We do indeed rejoice in the award of "major church" status which we share, not just with Bolton Priory but also with Holy Trinity Church in Skipton.

Major Church status is not of itself any real protection against closure. Just as was the case two years ago, the church is still only open infrequently and a possible threat of closure still hangs over the building.

One expectation of a major church is that it should be open to visitors on most days. This forms the bedrock of St Andrew's plans for survival – and the congregation is putting an enormous effort into making the church a welcoming and interesting place to visit.

A vigorous spring clean has been followed by work better to display our heritage that reaches back to Viking times.

Transforming a "Fort Knox" into an open and friendly place is not the work of a moment but it cannot be long now before the key finally turns in the lock.

It will only be by welcoming people over the threshold that the church can return to its significant place in the community that surrounds it.

It is a particular delight that this renaissance coincides with the much-anticipated rebirth of that other staple of village life; the local pub.

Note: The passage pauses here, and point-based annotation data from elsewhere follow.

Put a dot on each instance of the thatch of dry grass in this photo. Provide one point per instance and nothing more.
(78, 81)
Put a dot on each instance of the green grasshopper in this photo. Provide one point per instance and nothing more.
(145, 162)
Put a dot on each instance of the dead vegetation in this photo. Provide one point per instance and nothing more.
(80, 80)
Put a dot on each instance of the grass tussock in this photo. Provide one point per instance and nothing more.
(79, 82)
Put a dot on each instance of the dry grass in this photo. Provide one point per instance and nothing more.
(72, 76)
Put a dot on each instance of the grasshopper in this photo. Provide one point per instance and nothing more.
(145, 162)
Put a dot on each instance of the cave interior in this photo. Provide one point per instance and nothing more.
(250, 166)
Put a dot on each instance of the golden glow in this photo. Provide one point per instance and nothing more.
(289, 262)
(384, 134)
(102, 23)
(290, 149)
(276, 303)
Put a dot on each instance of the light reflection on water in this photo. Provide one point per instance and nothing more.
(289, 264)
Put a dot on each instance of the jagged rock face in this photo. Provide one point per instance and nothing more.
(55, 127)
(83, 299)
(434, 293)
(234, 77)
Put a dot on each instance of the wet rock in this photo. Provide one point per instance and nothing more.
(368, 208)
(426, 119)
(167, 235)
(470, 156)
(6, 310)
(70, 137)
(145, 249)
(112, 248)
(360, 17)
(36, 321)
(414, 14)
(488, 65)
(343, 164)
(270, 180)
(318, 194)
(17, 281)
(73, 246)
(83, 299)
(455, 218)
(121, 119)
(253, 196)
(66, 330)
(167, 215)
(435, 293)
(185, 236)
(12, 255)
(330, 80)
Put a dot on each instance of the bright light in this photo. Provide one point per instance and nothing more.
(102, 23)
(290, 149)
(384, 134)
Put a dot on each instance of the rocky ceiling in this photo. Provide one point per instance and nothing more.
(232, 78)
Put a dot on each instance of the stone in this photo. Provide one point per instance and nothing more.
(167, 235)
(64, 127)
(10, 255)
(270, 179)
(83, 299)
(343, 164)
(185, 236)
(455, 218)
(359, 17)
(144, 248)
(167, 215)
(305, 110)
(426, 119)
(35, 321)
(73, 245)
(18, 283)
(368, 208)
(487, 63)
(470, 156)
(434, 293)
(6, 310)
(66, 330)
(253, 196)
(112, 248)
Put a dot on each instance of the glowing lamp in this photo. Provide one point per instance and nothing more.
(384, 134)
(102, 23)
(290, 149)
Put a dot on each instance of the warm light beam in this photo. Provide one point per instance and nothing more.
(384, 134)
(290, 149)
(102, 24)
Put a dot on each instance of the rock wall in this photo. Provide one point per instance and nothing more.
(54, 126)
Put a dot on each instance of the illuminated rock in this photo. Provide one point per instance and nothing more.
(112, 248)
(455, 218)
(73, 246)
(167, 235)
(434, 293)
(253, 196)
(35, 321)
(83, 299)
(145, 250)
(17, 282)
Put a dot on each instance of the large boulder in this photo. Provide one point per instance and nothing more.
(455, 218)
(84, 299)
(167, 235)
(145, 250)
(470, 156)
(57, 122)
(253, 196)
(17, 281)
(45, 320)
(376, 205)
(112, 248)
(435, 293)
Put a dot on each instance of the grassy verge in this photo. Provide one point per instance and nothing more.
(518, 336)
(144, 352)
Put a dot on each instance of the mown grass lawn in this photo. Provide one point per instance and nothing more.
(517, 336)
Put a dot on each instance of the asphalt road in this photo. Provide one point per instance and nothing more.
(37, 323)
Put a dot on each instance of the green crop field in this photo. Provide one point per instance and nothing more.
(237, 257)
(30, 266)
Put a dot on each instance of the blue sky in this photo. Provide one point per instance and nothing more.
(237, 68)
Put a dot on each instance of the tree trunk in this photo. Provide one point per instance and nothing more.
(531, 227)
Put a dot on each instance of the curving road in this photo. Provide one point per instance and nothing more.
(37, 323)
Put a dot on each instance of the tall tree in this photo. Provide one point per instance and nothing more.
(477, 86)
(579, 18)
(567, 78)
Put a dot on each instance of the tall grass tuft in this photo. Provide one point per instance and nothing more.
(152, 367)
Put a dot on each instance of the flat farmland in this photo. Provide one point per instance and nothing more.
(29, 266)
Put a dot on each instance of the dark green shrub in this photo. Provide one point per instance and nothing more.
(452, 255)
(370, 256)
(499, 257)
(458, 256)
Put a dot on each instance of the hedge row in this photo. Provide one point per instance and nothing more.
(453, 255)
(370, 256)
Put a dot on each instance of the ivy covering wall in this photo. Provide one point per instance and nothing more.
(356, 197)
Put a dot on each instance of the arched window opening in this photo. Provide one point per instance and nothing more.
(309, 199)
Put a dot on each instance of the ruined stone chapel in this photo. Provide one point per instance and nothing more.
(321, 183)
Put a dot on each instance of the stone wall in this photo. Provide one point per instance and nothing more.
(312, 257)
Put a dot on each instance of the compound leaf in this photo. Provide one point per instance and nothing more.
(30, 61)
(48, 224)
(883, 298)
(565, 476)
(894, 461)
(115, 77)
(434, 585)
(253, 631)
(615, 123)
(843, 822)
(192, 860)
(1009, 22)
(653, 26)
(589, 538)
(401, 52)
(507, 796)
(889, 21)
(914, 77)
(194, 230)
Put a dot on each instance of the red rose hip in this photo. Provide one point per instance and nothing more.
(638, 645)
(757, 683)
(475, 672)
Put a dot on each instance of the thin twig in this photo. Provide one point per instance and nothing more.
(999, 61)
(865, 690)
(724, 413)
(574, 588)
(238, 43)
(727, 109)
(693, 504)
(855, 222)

A tour round church this weekend revealed features that surprised and delighted even the oldest and most regular members of the congregation.

Your reporter of 1946 reported the destruction of 1272. Researches for the new church history don’t find much evidence that the building was substantially damaged.

One theory is that the dedication to St Andrew saved it from excessive depredations.

What’s clear is that, following the 1314 battle of Bannockburn, in 1318/9 the Scots laid waste all down the Aire and Wharfe valleys - and Kildwick was stripped bare, causing its taxes to be reduced by two thirds.

The "Robert de Steventon" mentioned is labelled on his tomb by the Victorians as "Robert de Styveton" (Steeton).

However, the effigy is very probably not the Robert who died in 1307 - but it's another Robert, his grandson, who is thought to have died in 1353 – and who may well have been responsible for the building of the earliest parts of the church that we can see today.

Kildwick church, with its history of over 1,100 years, has a wealth of fascinating stories to tell and a small team is working hard to explain and interpret all that there is to see.

We'll make a big noise, once the doors are opened – so come and see!